“Dispatches” by Michael Herr
As part of my post-Tree of Smoke reading on Vietnam, Dispatches was recommended by trusted pen pals Kate and Duff. Herr was a writer for Esquire in his mid-20s when he went to cover the Vietnam war in the late 1960’s. He spent most of his time with marine soldiers on the ground, or “grunts” and his respect and affection for them is palpable. The feeling was mostly, but not always, mutual:
…another of the war’s dark revelations. They weren’t judging me, they weren’t reproaching me, they didn’t even mind me, in any personal way. They only hated me, hated me the way you’d hate any hopeless fool who would put himself through this thing when he had choices, any fool who had no more need of his life than to play with it in this way.
Herr’s prose is poetic, and often trippy, reflecting both the insanity of the war, and the drugs many took to help get through it. He often uses second-person address to draw the reader in:
It seemed the least of the war’s contradictions that to lose your worst sense of American shame you had to leave the Dial Soapers in Saigon and a hundred headquarters who spoke goodworks and killed nobody themselves, and go out to the grungy men in the jungle who talked bloody murder and killed people all the time.

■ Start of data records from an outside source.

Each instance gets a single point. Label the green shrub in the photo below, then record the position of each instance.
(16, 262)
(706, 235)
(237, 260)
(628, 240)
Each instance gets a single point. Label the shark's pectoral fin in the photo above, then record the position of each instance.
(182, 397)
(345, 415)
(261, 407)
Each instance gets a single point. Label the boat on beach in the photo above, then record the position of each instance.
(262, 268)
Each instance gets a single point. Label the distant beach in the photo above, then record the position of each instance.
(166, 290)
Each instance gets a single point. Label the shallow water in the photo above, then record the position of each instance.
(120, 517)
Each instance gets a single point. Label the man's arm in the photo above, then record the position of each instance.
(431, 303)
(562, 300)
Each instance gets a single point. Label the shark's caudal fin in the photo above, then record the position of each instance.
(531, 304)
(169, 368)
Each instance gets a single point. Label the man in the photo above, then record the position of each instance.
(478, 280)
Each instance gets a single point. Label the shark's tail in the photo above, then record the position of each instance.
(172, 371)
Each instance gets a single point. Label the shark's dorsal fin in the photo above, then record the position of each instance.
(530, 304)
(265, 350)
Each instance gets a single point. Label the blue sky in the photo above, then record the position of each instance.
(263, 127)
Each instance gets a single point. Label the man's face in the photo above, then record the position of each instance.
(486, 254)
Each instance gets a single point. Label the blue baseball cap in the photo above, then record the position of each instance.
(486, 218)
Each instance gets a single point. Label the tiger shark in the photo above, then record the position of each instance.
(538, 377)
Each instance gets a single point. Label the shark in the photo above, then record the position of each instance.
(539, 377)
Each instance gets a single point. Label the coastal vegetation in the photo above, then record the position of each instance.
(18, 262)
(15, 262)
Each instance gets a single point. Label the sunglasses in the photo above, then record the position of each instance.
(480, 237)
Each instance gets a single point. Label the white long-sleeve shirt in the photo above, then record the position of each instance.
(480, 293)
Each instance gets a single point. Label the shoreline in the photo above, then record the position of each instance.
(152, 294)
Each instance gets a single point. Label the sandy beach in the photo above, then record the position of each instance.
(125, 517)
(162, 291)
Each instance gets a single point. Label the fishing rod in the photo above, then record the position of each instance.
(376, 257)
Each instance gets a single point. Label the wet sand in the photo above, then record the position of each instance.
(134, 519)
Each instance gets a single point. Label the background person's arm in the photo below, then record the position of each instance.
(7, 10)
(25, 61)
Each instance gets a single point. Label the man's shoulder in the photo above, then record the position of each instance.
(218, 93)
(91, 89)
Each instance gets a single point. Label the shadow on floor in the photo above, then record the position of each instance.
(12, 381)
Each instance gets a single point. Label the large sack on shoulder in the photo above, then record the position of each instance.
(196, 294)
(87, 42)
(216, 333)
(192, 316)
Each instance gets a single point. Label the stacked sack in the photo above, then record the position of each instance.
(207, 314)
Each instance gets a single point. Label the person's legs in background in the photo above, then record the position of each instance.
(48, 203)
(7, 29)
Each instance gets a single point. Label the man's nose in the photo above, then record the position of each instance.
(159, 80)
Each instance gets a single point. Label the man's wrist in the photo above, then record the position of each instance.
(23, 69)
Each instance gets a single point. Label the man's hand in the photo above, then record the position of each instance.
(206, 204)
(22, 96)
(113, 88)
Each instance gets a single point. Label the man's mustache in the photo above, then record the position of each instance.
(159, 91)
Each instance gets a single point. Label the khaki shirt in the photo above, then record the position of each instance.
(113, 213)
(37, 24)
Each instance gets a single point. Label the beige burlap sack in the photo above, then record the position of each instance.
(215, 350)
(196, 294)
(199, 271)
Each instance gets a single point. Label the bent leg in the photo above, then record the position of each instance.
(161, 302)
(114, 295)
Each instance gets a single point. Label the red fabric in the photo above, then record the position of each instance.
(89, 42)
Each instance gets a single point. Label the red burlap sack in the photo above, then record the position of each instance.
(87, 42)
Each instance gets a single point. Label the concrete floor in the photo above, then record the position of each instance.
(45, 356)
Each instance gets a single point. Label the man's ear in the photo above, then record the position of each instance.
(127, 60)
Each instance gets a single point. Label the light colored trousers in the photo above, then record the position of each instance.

It’s an interesting counterpart to Tim O’Brien’s Things They Carried. Herr was older and had a different vantage point, and Dispatches is labeled military history, not fiction. There are also some significant differences in the Army and Marine soldiers, according each to their author. The books are different, but the same. They’re often tragic and wrenching, but redeemed, perhaps, by the telling of other’s stories to show the brute stupidity of war. They are still frighteningly relevant today, and probably timeless.
June 27th, 2008 at 2:57 pm
I’m glad you enjoyed it–I still have The Quiet American on the shelf, waiting for me. However, cries of “MOM! Come HERE!” mean that’s all I have to say for now.